Cornell's Kids Growing Food program accepting grant applications from New York teachers through Dec. 2

Cornell University's Kids Growing Food program is accepting grant applications from elementary and secondary schoolteachers in New York state. The grants will help teachers establish or maintain a food garden on school grounds. The application deadline is Dec. 2.

The goal of the program is to help students appreciate and understand how vegetables get from the farm to the kitchen. The program is funded by a $50,000 grant from New York state.

Elementary or secondary schoolteachers in the state who have not received a previous Kids Growing Food grant are eligible to apply. Grants of up to $500, plus gardening and educational materials, will be awarded. Additionally, all garden-project teachers will receive professional development training at workshops to be held around the region.
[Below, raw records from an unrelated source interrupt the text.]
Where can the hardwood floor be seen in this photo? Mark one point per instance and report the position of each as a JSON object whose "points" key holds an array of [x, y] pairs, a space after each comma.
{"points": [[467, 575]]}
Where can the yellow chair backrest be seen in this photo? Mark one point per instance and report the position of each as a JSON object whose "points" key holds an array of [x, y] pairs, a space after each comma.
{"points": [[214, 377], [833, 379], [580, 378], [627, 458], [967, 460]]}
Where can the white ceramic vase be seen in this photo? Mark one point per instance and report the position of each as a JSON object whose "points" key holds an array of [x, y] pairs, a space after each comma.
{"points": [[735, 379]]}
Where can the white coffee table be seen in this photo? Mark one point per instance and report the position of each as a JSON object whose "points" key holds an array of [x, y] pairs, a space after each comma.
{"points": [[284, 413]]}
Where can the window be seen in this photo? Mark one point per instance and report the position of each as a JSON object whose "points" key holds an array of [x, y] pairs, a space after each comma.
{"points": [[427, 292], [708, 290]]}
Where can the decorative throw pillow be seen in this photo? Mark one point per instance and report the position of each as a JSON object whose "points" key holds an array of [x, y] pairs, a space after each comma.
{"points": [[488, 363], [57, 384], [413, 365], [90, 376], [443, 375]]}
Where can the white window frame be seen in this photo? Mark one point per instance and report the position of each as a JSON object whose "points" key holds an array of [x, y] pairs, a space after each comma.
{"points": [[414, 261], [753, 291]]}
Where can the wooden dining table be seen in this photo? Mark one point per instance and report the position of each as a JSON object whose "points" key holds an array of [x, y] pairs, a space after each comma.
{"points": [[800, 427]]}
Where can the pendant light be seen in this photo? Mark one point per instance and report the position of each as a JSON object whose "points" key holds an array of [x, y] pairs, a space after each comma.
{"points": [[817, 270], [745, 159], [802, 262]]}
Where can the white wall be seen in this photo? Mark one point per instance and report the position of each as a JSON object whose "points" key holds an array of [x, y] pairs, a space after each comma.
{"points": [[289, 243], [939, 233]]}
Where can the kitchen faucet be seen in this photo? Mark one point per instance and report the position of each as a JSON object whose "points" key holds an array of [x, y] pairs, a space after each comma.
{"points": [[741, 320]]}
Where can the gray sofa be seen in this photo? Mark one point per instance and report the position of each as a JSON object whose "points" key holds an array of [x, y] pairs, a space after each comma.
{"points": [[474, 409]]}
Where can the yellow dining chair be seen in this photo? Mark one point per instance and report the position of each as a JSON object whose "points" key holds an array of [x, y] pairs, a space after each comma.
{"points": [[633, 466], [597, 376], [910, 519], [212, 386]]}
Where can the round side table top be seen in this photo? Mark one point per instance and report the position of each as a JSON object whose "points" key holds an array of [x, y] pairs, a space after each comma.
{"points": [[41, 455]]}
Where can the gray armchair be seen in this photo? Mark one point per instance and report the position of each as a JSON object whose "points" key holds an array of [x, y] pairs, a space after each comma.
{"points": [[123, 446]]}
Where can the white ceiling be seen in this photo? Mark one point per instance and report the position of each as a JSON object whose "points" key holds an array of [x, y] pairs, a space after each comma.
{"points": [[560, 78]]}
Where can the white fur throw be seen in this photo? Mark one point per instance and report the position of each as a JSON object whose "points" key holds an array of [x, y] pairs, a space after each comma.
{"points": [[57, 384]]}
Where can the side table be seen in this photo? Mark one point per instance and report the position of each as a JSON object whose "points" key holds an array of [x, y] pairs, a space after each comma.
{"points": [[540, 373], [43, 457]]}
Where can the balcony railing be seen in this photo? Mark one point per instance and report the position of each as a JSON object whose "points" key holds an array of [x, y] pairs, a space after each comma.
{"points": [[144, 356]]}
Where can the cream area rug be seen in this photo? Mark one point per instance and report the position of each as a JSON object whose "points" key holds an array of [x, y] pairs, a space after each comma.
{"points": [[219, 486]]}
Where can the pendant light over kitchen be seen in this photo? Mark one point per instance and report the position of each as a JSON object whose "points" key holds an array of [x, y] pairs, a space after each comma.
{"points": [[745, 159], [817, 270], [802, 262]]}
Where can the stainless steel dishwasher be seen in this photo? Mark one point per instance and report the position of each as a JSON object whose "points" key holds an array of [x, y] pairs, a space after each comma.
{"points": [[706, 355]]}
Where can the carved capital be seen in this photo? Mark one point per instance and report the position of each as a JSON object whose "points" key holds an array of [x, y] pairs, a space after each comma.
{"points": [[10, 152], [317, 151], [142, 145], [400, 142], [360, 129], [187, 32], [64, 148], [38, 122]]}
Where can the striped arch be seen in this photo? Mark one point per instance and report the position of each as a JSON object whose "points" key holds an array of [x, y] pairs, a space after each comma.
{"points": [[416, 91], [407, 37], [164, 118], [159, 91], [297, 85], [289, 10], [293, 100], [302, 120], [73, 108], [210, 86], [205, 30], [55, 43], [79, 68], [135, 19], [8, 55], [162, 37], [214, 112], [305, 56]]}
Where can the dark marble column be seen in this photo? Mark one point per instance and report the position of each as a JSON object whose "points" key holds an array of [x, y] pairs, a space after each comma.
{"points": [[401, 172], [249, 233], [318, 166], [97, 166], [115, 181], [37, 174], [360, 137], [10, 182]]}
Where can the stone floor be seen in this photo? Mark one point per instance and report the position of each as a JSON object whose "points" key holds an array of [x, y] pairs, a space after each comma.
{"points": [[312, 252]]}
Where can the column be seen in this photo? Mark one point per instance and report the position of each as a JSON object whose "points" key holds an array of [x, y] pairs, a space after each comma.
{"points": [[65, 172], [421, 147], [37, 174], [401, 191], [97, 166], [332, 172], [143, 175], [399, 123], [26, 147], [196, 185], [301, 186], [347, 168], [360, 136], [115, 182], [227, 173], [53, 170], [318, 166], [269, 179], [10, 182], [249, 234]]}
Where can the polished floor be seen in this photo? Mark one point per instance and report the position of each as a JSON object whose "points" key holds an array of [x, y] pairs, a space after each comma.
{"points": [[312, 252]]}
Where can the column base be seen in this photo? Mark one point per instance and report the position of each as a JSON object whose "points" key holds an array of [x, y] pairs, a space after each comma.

Over the past five years, thousands of students at more than 200 schools have helped plant, tend and harvest Kids Growing Food gardens. At urban, suburban and rural schools, food is grown in plots on school grounds, in window boxes, inside classrooms and even on school rooftops. During the last school year, 28 new school gardens were established throughout New York state and eight in New Jersey.

Teachers use the gardens to reinforce subjects taught in the classroom. "By growing food themselves, students learn to appreciate the hard work of farmers and growers. They know food doesn't magically appear on a grocery shelf," says Daryle E. Foster, Cornell senior extension associate and director of the university's Educational Resources Program who created Kids Growing Food in 1998.